BETH HOGAN
Junction City, Ore.
Printed 5/13/2001

She could have survived the remaining two months of the ratline, Hogan figures. It wasn't a lack of will that stopped her, or even her broken ankle.

"I couldn't afford to stay, basically."

VMI's records will forever show that Hogan was officially the first woman to enroll there. The daughter of a career National Guard man and a 911 dispatcher was the first to sign the matriculation book.

But she had made the trip east with only enough money for a semester's tuition and the hope of becoming a pilot like her father, a Vietnam veteran. Her family made a little too much to qualify for substantial financial aid but not enough to pay tuition or commit to student loans, she said. She hoped to line up scholarships, but not enough came through.

She resigned in January 1998.

"I loved it," she said recently. "It was like having 1,500 big brothers . . . I'm just thankful that I had the chance."

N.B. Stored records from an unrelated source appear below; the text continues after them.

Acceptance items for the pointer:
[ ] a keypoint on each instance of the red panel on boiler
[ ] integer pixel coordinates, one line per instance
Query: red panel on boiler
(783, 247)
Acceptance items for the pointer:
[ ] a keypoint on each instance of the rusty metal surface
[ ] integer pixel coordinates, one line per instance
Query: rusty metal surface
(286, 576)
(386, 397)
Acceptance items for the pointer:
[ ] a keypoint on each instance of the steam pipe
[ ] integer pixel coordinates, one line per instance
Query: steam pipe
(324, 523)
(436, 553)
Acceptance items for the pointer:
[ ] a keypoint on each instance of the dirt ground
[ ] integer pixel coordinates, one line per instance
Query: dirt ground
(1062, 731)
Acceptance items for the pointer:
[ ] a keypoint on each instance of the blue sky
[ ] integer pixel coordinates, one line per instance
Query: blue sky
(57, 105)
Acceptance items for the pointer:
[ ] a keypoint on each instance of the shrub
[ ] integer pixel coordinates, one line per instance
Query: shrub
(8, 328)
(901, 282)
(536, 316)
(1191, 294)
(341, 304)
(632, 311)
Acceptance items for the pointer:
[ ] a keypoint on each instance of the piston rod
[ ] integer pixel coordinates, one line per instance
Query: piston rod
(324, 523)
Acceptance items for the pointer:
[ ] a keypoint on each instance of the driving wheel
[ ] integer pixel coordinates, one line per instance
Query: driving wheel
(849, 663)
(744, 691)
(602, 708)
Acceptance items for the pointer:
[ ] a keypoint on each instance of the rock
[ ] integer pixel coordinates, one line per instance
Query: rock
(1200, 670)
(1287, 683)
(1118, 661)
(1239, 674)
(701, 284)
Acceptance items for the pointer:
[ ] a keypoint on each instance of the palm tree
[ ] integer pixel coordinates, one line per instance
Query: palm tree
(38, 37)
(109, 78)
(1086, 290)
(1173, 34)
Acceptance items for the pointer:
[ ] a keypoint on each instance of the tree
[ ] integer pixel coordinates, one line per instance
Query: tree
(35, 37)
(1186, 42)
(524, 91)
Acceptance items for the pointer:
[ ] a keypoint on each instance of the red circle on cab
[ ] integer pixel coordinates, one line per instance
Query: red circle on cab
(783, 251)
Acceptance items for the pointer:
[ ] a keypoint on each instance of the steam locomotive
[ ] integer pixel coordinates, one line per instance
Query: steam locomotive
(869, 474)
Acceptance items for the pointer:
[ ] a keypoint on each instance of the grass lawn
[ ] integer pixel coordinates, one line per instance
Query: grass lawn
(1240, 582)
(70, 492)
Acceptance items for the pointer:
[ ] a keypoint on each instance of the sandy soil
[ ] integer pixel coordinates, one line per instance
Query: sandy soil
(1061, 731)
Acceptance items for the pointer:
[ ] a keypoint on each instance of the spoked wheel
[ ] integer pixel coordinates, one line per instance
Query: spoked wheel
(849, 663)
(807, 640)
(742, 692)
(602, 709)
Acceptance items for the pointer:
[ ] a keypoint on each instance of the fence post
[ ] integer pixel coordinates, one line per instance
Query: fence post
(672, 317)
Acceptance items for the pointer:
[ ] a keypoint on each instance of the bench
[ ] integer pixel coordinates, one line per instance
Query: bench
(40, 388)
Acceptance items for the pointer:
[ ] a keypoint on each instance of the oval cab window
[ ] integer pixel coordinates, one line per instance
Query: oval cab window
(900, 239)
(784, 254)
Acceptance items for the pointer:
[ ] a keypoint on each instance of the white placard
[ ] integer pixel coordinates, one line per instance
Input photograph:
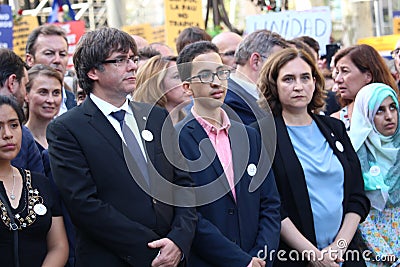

Today she drives a school bus in her hometown of about 4,000, and takes classes at Oregon State University when she saves enough money to pay for a term. She and her father raise horses as a hobby/business. She wants to be a veterinarian.

Her flurry of fame in the community has long since fizzled.

"There's a stack of newspapers in the pantry," she said. People in her new National Guard unit have asked, "Didn't you go to some school?"

"To me it's not a big deal. I didn't go there to be in the newspaper."